Opportunities to Boost GDP and Jobs
A new report from the McKinsey Global Institute (MGI) identifies five large-scale investment opportunities that have the potential to increase GDP by over $1 trillion and create millions of new jobs by 2020. MGI came up with these by first analyzing the structural (that is, long-term) causes of the lackluster Great Recession recovery. According to the Congressional Budget Office (CBO), it’s not the commonly discussed issues of deleveraging and fiscal austerity (although they do play a significant role). Rather, it’s weak investment in the underlying productive capacity of the economy, demographic shifts, and a slowdown in productivity growth. These are problems that have been decades in the making. The current generation of Americans is the first generation in the last 50 years at risk of seeing a decline in their living standards over their lifetimes (see Is The American Dream Over?).
As a next step in identifying these opportunities, MGI looked for developments that are poised to achieve scale immediately and that could accelerate growth across multiple economic or business sectors by 2020. Here are the five winners (MGI calls them game changers):
- Shale-gas and shale-oil production. Powered by advances in horizontal drilling and hydraulic fracturing, production has grown more than 50 percent annually since 2007. Not only does this have the potential to reduce U.S. net energy imports to near zero, but they estimate it could add as much as $690 billion a year to GDP and create up to 1.7 million jobs across the economy by 2020. The challenge is to successfully address the associated environmental risks.
- Competitiveness in knowledge-intensive industries such as automobiles, commercial airliners, medical devices, and petrochemicals (where the U.S. has been lagging most other advanced economies). By boosting competitiveness in these sectors, they believe the U.S. could return to its 2000 level, which would add up to $590 billion in annual GDP by 2020 and create up to 1.8 million new jobs.
- Big-data analytics as a productivity tool. Sectors across the economy can harness the deluge of data generated by transactions, medical and legal records, videos, and social technologies—not to mention the sensors, cameras, bar codes, and transmitters embedded in the world around us. Advances in computing and analytics can transform this sea of data into insights that create operational efficiencies. By 2020, the wider adoption of big-data analytics could increase annual GDP in retailing and manufacturing by up to $325 billion and save as much as $285 billion in the cost of health care and government services.
- Increased investment in infrastructure, with a new emphasis on productivity.
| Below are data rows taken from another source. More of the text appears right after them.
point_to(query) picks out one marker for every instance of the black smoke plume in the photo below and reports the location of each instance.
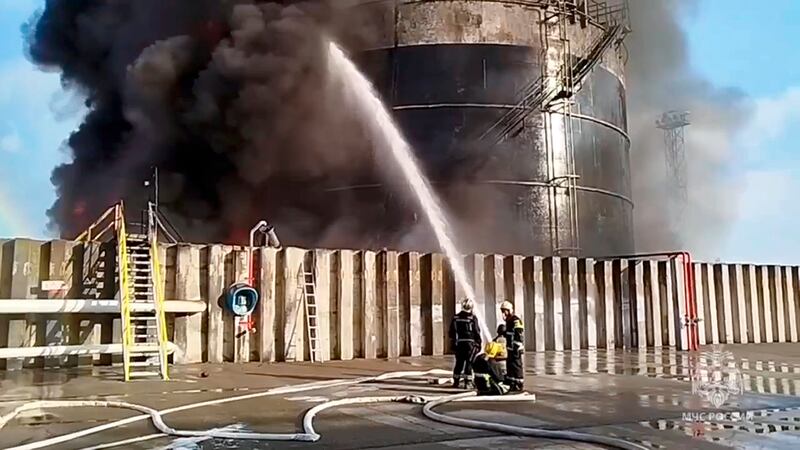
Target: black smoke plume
(660, 78)
(231, 100)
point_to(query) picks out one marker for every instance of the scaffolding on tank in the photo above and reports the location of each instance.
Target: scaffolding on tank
(553, 94)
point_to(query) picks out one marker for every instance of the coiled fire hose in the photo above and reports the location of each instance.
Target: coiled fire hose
(309, 434)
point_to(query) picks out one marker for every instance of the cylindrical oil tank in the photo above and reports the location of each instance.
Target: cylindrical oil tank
(559, 182)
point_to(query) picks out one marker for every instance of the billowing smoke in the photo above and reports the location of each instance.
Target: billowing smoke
(231, 100)
(661, 79)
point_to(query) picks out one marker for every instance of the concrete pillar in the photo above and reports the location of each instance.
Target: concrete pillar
(323, 298)
(58, 265)
(266, 317)
(741, 304)
(556, 317)
(189, 327)
(540, 299)
(216, 289)
(572, 306)
(514, 279)
(753, 277)
(414, 330)
(495, 291)
(727, 305)
(640, 304)
(229, 329)
(477, 277)
(592, 309)
(243, 340)
(713, 303)
(370, 305)
(609, 305)
(654, 304)
(791, 300)
(23, 283)
(346, 304)
(781, 312)
(670, 303)
(628, 296)
(6, 263)
(680, 298)
(766, 292)
(584, 292)
(389, 309)
(699, 293)
(92, 263)
(450, 299)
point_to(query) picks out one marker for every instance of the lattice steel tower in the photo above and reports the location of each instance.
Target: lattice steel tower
(674, 124)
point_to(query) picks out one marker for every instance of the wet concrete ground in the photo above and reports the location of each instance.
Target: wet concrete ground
(645, 397)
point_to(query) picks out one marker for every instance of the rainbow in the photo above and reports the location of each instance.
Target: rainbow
(12, 221)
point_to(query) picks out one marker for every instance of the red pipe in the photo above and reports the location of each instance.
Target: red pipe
(690, 300)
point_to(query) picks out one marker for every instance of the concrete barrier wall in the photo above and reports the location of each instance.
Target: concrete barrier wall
(389, 304)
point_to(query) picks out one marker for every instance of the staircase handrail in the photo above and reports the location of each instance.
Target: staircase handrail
(158, 291)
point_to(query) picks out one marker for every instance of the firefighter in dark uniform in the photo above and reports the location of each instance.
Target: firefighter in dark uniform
(487, 380)
(515, 370)
(465, 337)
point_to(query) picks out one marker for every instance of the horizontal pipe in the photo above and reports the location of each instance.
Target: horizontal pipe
(90, 306)
(536, 184)
(69, 350)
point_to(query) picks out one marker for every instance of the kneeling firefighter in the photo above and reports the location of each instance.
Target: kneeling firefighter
(487, 380)
(515, 370)
(465, 337)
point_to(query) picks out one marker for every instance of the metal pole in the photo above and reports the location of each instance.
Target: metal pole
(155, 179)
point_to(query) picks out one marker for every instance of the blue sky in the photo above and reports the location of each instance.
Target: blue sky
(732, 43)
(753, 48)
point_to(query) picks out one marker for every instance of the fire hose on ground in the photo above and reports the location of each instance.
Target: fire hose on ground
(309, 434)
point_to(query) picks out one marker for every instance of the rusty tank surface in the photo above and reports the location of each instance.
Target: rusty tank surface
(516, 111)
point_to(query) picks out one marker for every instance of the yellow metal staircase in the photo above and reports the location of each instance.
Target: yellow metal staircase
(141, 296)
(143, 319)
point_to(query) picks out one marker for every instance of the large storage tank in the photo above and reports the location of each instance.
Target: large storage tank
(556, 182)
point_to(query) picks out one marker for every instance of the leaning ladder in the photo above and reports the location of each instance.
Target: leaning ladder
(310, 300)
(143, 321)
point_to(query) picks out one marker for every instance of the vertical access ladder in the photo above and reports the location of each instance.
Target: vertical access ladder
(310, 301)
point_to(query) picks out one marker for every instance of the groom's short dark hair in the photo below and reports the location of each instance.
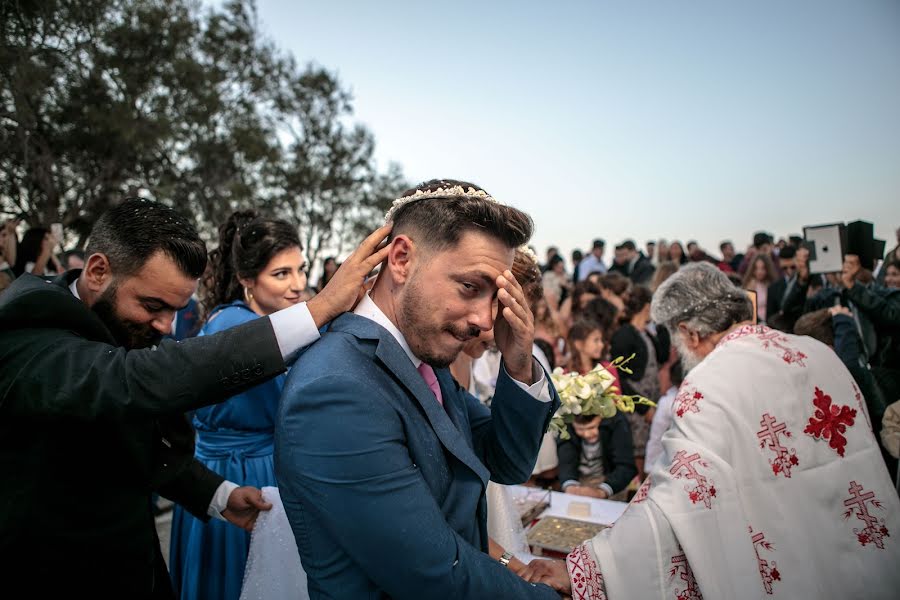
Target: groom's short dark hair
(438, 223)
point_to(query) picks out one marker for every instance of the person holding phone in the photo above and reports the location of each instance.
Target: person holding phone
(35, 254)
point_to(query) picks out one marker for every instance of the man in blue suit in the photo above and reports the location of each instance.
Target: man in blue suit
(381, 458)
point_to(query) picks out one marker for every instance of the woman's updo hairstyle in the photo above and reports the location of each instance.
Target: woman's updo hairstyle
(247, 242)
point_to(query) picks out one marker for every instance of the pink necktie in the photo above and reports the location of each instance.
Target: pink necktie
(430, 378)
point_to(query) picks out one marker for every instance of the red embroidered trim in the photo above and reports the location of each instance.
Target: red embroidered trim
(875, 530)
(859, 402)
(680, 566)
(770, 339)
(686, 400)
(785, 458)
(587, 581)
(642, 492)
(705, 490)
(830, 421)
(768, 572)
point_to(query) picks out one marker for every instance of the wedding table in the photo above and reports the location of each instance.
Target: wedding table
(569, 516)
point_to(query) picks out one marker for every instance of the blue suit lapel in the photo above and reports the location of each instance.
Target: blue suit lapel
(395, 360)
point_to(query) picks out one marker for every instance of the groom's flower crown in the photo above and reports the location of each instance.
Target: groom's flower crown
(456, 191)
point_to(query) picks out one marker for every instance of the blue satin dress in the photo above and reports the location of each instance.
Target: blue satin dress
(235, 439)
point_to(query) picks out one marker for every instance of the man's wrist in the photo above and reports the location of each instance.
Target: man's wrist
(320, 310)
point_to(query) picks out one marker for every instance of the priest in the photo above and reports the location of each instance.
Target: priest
(770, 483)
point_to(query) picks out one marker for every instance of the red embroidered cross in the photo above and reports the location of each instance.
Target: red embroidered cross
(769, 574)
(701, 491)
(830, 421)
(772, 338)
(642, 492)
(686, 401)
(587, 580)
(768, 436)
(875, 530)
(680, 566)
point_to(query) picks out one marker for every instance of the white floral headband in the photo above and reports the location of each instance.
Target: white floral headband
(527, 251)
(443, 193)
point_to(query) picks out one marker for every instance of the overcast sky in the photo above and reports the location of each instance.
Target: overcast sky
(683, 120)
The backlog of maintenance and upgrades for US roads, highways, bridges, and transit and water systems is reaching critical levels, amounting to a cost of one full percentage point of GDP to erase this competitive disadvantage. By 2020, that could create up to 1.8 million jobs and boost annual GDP by up to $320 billion. The impact could grow to $600 billion annually by 2030 if the selection, delivery, and operation of infrastructure investments improve.
- A more effective system of talent development. The nation’s long-standing advantage in education and skills has been eroding, but today real improvements are within reach. At the postsecondary level, expanding industry-specific training and increasing the number of graduates in technical & scientific fields could build a more competitive workforce. At the K–12 level, enhancing classroom instruction, turning around underperforming high schools, and introducing digital learning tools can boost student achievement. These initiatives could raise GDP by as much as $265 billion by 2020—and achieve a dramatic “liftoff” effect by 2030, adding as much as $1.7 trillion to annual GDP.
Although they will require substantial up-front investment, these game changers can ultimately ease the challenge of reducing fiscal deficits and debt by raising GDP growth. The best part, according to MGI, is that Federal gridlock does not have to pose a barrier to undertaking these goals. The U.S. economy remains one of the most innovative and flexible in the world, and the private sector can drive much of the investment and realize much of the opportunity. Taking action now could mark a turning point for the U.S. economy and drive growth and prosperity for decades to come.